De la « villa » al « campo »
« L’histoire commence dans les années 70 » me dit le cacique de la communauté Toba de Marco Paz, situé dans la périphérie de Buenos Aires. Originaire du Chaco, Simon décide de partir à l’âge de 15 ans vers la capitale pour chercher un travail, car la région du nord est argentin envahie par les plantations de soja, ne lui offre pas les moyens de subvenir aux besoins des ses proches et de construire une vie de famille. Il rejoint quelques « frères Toba » situés dans un quartier populaire de la Boca « Dock Sud », dans lequel ils vivent solidairement de manière très précaire.
Le bidonville appelé « villa » est au début peuplé d’hommes seuls en quête d’un revenu minimum pour survivre. Les membres de la famille viennent ensuite peu à peu s’y installer, formant des foyers composés d’une ribambelle d’enfants. Chacun vit avec humilité sous un toit de tôle et quelques planches de bois, malgré l’usine de transport tout près, la pollution sonore de l’autoroute, les déchets qui s’amoncèlent…
Pendant 20 ans, une trentaine de familles d’origine Toba vivent dans des conditions, qu’elles seules peuvent raconter. Discussions, réunions s’organisent pour insuffler un changement de situation. Les ainés réfléchissent à une autre possibilité de vivre dans un environnement plus sain pour accueillir l’ensemble des familles vivant dans la communauté.
L’un des chefs caciques, Sarmiento s’implique dans des démarches administratives pour obtenir une terre à quelques kilomètres de Buenos Aires.
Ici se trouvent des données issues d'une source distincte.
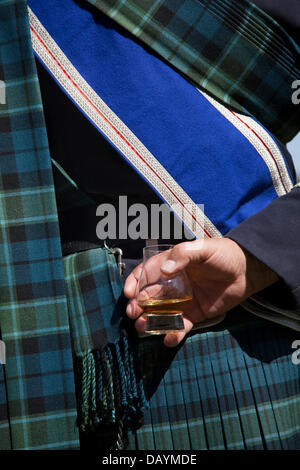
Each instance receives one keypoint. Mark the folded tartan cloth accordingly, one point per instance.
(108, 387)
Plusieurs années de lutte et d’acharnement rendent possible la délivrance d’un titre de propriété, et le financement par le gouvernement de la construction de 20 maisons.
La communauté Toba 19 de abril vit depuis sept ans sur un terrain situé dans la ville de Marco Paz, et continue sa lutte pour bénéficier de nouvelles maisons pour les quelques familles restées à Dock sud. L’évolution des conditions de vie de la communauté est notable, cependant le manque de moyens rend difficile le maintien de la culture Toba. La communauté souhaiterait développer un centre communautaire afin de donner des cours linguistiques en Toba aux jeunes, réaliser des activités artisanales, et bénéficier d’un espace d’échanges et de rencontres.